In [1]:
import pandas as pd
import numpy as np
import pickle

from generate_features import generate_features
from transformations import random_undersample
from sklearn.metrics import f1_score

Since I don't have the test files I'll just use the train files here for demonstration

In [2]:
# Load in the data.
df_transactions = pd.read_pickle('dataframes/df_transactions.pkl')
df_users = pd.read_pickle('dataframes/df_users.pkl')
df_fx = pd.read_pickle('dataframes/df_fx.pkl')
df_currency = pd.read_pickle('dataframes/df_currency.pkl')

In [3]:
# Load the model

with open('models/rf_clf.pkl', 'rb') as f:
    clf = pickle.load(f)

In [4]:
clf

RandomForestClassifier(bootstrap=True, class_weight=None, criterion='entropy',
            max_depth=None, max_features='auto', max_leaf_nodes=None,
            min_impurity_decrease=0.0, min_impurity_split=None,
            min_samples_leaf=3, min_samples_split=2,
            min_weight_fraction_leaf=0.0, n_estimators=10, n_jobs=None,
            oob_score=False, random_state=None, verbose=0,
            warm_start=False)

# Part C) How to utilize the model

The general idea will be this: When the model predicts a fraudster with a confidence of 60-80%, we will simply alert the agent only. This is because it's possible the model may have made a mistake with such a low confidence and we don't want to negatively impact the user by locking their account (the smooth operation of the app and bank for the user is of paramount importance). 

However, if the model outputs a probability greater than 80%, we will both lock and alert an agent. Now the model is fairly cofident this is a fraudster and we want to take action immediately in this case. 

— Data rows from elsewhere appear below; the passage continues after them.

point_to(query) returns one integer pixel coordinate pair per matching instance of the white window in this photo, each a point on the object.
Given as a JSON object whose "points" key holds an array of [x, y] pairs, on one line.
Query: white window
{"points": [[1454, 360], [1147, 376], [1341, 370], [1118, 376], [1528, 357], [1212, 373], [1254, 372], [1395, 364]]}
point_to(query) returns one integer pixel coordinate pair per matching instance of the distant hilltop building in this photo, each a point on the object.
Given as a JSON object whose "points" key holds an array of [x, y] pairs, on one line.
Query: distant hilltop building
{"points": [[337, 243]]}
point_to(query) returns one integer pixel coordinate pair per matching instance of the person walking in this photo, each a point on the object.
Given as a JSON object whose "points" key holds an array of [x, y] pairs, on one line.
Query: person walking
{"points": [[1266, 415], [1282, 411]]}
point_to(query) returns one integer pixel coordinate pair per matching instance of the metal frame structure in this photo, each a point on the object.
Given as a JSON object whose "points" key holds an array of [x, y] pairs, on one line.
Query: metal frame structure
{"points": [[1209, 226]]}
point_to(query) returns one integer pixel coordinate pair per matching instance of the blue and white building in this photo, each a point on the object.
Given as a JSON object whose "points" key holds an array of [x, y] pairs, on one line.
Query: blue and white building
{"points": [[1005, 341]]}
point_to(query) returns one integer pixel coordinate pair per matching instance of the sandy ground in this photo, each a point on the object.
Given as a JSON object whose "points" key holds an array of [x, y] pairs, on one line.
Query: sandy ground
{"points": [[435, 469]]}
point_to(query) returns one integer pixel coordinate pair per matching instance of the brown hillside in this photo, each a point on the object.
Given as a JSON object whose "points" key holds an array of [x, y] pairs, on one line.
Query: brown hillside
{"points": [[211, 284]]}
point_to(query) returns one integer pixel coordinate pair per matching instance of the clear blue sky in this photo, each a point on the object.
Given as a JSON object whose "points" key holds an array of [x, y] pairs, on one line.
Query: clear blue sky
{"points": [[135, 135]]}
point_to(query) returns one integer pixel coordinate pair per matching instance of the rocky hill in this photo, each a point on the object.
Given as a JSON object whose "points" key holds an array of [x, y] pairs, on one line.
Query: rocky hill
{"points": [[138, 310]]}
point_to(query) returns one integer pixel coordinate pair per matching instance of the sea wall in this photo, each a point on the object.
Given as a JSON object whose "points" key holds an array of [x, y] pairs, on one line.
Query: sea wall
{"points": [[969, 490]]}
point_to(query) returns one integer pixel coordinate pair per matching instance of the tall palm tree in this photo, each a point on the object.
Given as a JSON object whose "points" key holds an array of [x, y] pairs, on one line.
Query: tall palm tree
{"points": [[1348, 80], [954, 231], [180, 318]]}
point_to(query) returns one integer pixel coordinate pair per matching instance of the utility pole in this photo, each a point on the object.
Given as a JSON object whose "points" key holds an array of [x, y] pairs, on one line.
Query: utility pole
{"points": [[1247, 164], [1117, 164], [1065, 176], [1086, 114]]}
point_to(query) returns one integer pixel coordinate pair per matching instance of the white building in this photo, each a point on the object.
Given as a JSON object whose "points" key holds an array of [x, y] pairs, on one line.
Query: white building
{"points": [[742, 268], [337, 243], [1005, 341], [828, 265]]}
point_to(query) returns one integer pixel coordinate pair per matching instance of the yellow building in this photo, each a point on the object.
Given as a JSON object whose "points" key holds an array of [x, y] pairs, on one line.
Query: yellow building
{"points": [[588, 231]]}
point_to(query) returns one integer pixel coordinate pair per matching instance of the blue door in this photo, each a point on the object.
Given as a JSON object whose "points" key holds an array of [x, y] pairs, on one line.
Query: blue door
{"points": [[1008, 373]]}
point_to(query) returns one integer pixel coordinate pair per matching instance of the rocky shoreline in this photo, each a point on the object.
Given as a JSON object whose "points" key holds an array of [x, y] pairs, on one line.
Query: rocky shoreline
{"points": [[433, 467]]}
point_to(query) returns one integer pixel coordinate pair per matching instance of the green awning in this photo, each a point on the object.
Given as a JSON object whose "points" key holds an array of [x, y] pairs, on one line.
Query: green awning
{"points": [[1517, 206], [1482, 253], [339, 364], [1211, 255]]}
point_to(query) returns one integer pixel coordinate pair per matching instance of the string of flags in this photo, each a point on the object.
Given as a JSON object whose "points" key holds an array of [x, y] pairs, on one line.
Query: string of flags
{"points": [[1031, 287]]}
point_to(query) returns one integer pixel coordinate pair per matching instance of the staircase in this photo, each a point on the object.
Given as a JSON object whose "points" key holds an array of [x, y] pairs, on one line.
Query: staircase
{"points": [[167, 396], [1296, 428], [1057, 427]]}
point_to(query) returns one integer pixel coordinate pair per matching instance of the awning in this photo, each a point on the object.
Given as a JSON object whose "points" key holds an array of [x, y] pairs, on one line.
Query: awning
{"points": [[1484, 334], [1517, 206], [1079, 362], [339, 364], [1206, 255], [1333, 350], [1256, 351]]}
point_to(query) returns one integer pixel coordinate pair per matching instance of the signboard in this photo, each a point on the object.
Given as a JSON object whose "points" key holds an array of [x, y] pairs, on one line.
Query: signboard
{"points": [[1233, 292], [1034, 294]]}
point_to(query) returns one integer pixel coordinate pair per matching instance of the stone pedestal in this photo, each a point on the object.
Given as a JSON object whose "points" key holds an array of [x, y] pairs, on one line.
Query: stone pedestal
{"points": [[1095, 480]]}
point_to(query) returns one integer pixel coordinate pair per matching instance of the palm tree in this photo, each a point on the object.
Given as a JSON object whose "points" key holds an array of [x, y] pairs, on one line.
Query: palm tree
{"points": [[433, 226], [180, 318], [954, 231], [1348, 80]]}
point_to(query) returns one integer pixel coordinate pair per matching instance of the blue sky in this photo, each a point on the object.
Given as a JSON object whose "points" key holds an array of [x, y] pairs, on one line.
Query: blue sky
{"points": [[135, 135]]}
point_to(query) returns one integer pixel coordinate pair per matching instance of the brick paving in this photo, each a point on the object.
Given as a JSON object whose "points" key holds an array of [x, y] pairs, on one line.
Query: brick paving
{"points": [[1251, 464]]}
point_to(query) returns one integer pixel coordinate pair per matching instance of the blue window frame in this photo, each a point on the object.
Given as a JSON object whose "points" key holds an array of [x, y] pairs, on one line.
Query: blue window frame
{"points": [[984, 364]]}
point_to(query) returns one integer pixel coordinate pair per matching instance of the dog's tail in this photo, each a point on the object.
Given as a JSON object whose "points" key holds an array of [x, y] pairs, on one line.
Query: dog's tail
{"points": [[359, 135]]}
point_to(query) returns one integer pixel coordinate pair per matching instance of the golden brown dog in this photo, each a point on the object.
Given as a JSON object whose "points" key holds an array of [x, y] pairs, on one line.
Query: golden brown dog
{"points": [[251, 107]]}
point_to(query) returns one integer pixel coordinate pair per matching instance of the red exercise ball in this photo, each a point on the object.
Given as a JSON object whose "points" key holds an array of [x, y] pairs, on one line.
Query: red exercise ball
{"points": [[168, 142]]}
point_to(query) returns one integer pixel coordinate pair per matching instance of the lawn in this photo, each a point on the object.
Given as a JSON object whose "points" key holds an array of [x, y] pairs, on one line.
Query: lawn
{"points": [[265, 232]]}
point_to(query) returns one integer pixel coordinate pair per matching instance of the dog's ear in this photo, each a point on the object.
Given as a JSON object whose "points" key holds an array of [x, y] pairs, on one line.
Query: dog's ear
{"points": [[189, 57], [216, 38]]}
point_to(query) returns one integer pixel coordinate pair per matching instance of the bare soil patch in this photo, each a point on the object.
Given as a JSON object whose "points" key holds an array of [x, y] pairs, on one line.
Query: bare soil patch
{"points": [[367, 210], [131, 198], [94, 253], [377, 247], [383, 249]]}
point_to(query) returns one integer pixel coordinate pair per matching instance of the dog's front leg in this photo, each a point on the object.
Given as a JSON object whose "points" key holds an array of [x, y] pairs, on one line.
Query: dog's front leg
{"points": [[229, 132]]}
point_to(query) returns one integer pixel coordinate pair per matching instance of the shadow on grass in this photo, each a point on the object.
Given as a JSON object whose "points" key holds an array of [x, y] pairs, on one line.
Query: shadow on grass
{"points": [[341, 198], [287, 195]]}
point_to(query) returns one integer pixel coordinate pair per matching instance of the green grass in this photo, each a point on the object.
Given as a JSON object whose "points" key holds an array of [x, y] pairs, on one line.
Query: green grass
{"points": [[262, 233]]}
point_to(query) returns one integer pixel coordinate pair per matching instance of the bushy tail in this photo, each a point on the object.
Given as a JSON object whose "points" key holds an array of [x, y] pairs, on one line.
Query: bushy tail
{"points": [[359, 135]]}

We will not be utilizing the 'just LOCK' option because it doesn't make sense: We don't want to lock an account without even assigning an agent to investigate. This is poor business practice and will result in loss of customers if they have to do all the work to get their account unlocked. If we make the decision to lock an account, an agent should be immediately assigned. And we don't want to do this unless we're quite certain (or else both the user and Revolut will suffer) therefore we do this action only if the model is confident.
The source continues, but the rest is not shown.